NORi: An ML-Augmented Ocean Boundary Layer Parameterization

arXiv:2512.04452v2 Announce Type: replace-cross
Abstract: NORi is a machine learning (ML) parameterization of ocean boundary layer turbulence that is physics-based and augmented with neural networks. NORi stands for neural ordinary differential equations (NODEs) Richardson number (Ri) closure. The physical parameterization is controlled by a Richardson number-dependent diffusivity and viscosity. The neural ODEs are trained to capture the entrainment through the base of the boundary layer, which cannot be represented with a local diffusive closure. The parameterization is trained using large-eddy simulations in an “a posteriori” fashion, where parameters are calibrated with a loss function that explicitly depends on the actual time-integrated variables of interest rather than the instantaneous subgrid fluxes, which are inherently noisy.

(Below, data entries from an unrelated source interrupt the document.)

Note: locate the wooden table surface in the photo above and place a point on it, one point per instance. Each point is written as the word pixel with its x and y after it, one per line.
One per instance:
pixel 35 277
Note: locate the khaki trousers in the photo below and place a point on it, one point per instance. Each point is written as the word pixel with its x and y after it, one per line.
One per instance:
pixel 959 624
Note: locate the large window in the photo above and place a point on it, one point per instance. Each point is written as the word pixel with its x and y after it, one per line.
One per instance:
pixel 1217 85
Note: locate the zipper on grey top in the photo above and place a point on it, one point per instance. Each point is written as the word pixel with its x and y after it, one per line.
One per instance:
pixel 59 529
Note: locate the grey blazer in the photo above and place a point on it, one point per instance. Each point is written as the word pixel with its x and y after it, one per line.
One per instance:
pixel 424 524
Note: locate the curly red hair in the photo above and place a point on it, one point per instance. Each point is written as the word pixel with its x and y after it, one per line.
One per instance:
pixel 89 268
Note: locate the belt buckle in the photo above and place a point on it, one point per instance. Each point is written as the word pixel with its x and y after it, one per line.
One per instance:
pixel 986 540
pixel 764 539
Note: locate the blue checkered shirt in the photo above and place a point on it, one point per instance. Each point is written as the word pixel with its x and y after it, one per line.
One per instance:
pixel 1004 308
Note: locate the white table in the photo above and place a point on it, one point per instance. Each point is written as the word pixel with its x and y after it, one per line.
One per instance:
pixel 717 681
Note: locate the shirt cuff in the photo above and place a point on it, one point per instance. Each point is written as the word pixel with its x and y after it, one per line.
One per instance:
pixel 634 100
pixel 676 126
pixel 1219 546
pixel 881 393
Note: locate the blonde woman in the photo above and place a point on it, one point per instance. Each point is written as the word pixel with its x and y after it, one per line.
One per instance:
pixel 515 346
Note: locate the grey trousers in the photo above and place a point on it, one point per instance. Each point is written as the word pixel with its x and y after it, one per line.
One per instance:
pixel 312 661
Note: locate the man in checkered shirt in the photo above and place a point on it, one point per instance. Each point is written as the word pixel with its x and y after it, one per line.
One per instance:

NORi conserves tracers by design, uses realistic nonlinear thermodynamics, and demonstrates excellent prediction and generalization capabilities in capturing entrainment dynamics under different convective strengths, background stratifications, rotation, and wind forcings. NORi is shown to simulate the seasonal evolution of the boundary layer at Ocean Weather Station Papa with similar performance to the state-of-the-art two-equation $k$-$epsilon$ closure. When implemented in a double-gyre simulation, it is numerically stable for at least 100 years, despite only being trained on two-day horizons, and can be run with time steps as long as one hour. The highly expressive neural networks, combined with a physically rigorous base closure, prove to be a robust paradigm for designing parameterizations for climate models: data required and training cost are drastically reduced, inference performance can be directly optimized as a primary objective, and numerical stability is implicitly promoted through training.